本部に、健康・医療戦略推進本部員(次項において「本部員」という。)を置く。
本部員は、本部長 及び副本部長以外の全ての国務大臣をもって充てる。
本部は、その所掌事務を遂行するため必要があると認めるときは、関係行政機関、地方公共団体、独立行政法人(独立行政法人通則法(平成十一年法律第百三号)第二条第一項に規定する独立行政法人をいう。)及び地方独立行政法人(地方独立行政法人法(平成十五年法律第百十八号)第二条第一項に規定する地方独立行政法人をいう。)の長 並びに特殊法人(法律により直接に設立された法人 又は特別の法律により特別の設立行為をもって設立された法人であって、総務省設置法(平成十一年法律第九十一号)第四条第一項第八号の規定の適用を受けるものをいう。)の代表者に対して、資料の提出、意見の表明、説明 その他必要な協力を求めることができる。

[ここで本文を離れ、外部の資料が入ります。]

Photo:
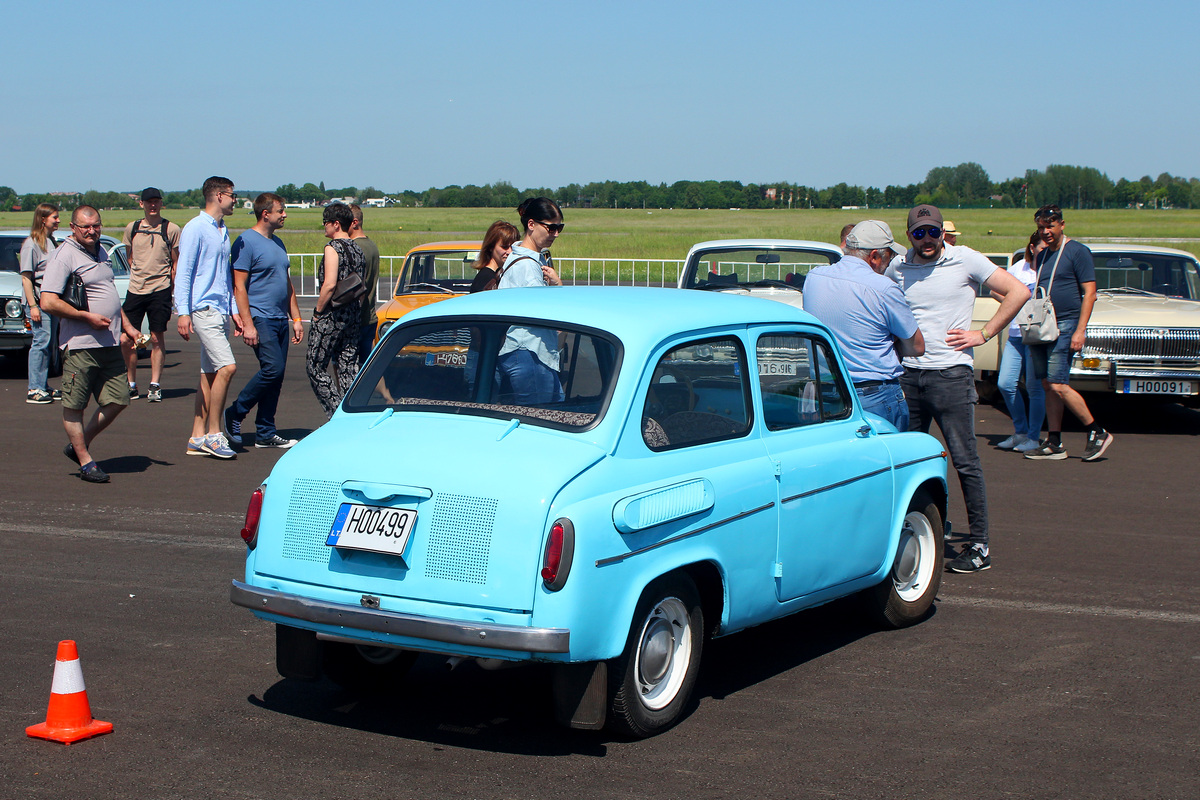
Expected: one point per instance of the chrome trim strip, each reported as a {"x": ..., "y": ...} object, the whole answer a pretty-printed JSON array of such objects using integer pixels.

本部は、その所掌事務を遂行するために特に必要があると認めるときは、前項に規定する者以外の者に対しても、必要な協力を依頼することができる。
本部に関する事務は、内閣府において処理する。
本部に係る事項については、内閣法(昭和二十二年法律第五号)にいう主任の大臣は、内閣総理大臣とする。
この法律に定めるもののほか、本部に関し必要な事項は、政令で定める。